Name:	Screenshot from 2016-05-02 02_26_08.png
Views:	24
Size:	149.0 KB
ID:	21671  
 
Old 05-01-2016, 08:47 PM   #11
rknichols
Senior Member
 
Registered: Aug 2009
Distribution: Rocky Linux
Posts: 4,780

Rep: Reputation: 2213Reputation: 2213Reputation: 2213Reputation: 2213Reputation: 2213Reputation: 2213Reputation: 2213Reputation: 2213Reputation: 2213Reputation: 2213Reputation: 2213
That is different from what I expected to see. When you said, "striped logical volume group," I thought you meant you had used LVM to do the striping. What I see in that lsblk output makes sense only for a hardware or software RAID array that is then encrypted as a single unit. My guess is that it's an MD RAID array with a version 0.9 or 1.0 superblock.

This would have been easier if you had used a raw disk drive rather than a file as the ddrescue destination. Trying to assemble a RAID array from 6 devices and 1 file would be difficult, perhaps impossible if that array is essential for booting.

What are your plans for reconstructing the system? If you already have a suitable replacement drive, the simplest thing to do would be to install that drive in place of the failing /dev/sdd (I presume that's the failing drive.) and copy the image back to the new drive:
Code:
dd if=/mnt/win/sdd.img of=/dev/sdd bs=256k
Then, everything should "just work." Do be absolutely sure that the "of=" is going to the right drive. It should be identifiable by its lack of a partition table prior to restoring the image to it. Get that wrong, and all is lost. That "bs=256k" is a fairly arbitrary block size. You just want something substantially larger than the default 512 bytes or the operation will be very slow.

Last edited by rknichols; 05-01-2016 at 08:52 PM.
 
1 members found this post helpful.
Old 05-01-2016, 09:38 PM   #12
r00tk1ll
LQ Newbie
 
Registered: Apr 2016
Posts: 14

Original Poster
Rep: Reputation: Disabled
Hello rknichols,
Thank you for your help.

Quote:
What I see in that lsblk output makes sense only for a hardware or software RAID array that is then encrypted as a single unit
That makes perfect sense because when the OS was installed, it was handled through the CENTOS installation DVD specifying to use all the detected SATA drives as one file system and encrypt it. There is no hardware RAID controller, all the drives are plugged directly into the motherboard.

The goal for me is to just extract any retrievable data from the /var/www/html directory, I do have a replacement drive for the failed one.

I wanted to consult with those who have more experience in this area before risk ruining my chance of recovering any data so I made the ddrescue image file in case the drive failed.

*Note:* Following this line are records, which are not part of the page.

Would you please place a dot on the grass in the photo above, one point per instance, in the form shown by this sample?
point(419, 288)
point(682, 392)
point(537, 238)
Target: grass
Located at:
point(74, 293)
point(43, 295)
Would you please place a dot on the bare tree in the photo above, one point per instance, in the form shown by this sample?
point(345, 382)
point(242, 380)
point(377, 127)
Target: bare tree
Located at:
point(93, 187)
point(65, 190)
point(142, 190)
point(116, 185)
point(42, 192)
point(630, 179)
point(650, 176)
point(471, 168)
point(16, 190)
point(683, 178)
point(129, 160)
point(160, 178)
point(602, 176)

Replacing the drive and copying the image over to a new physical drive and putting it in place of the failed one does seem like the most logical solution, so my last questions are:

1.) Once I copy the ddrescue image of the failed drive to a new drive, and introduce it into the array, will the LVG become confused and need to be rebuilt? If so, where should I look for how to do that (being thats it's a Luks encrypted image, will it be different from a standard LVG rebuild procedure)

2.) Ive read on some other postings about multiple passes with ddrescue, would it be worth the trouble to do that or just try to recover with the image I just copied from the failed drive. Here is the post Im referring to:
Either way, I really appreciate everyone's help and if I solve this I will post a full breakdown of what it took to accomplish it as to help someone else out.

Last edited by r00tk1ll; 05-01-2016 at 09:39 PM.
 
Old 05-01-2016, 10:07 PM   #13
rknichols
Senior Member
 
Registered: Aug 2009
Distribution: Rocky Linux
Posts: 4,780

Rep: Reputation: 2213Reputation: 2213Reputation: 2213Reputation: 2213Reputation: 2213Reputation: 2213Reputation: 2213Reputation: 2213Reputation: 2213Reputation: 2213Reputation: 2213
1. The system won't see any difference with the new drive (except that it works, of course). Do be sure to unplug the old drive. You really don't want to have two identically labeled drives in the system.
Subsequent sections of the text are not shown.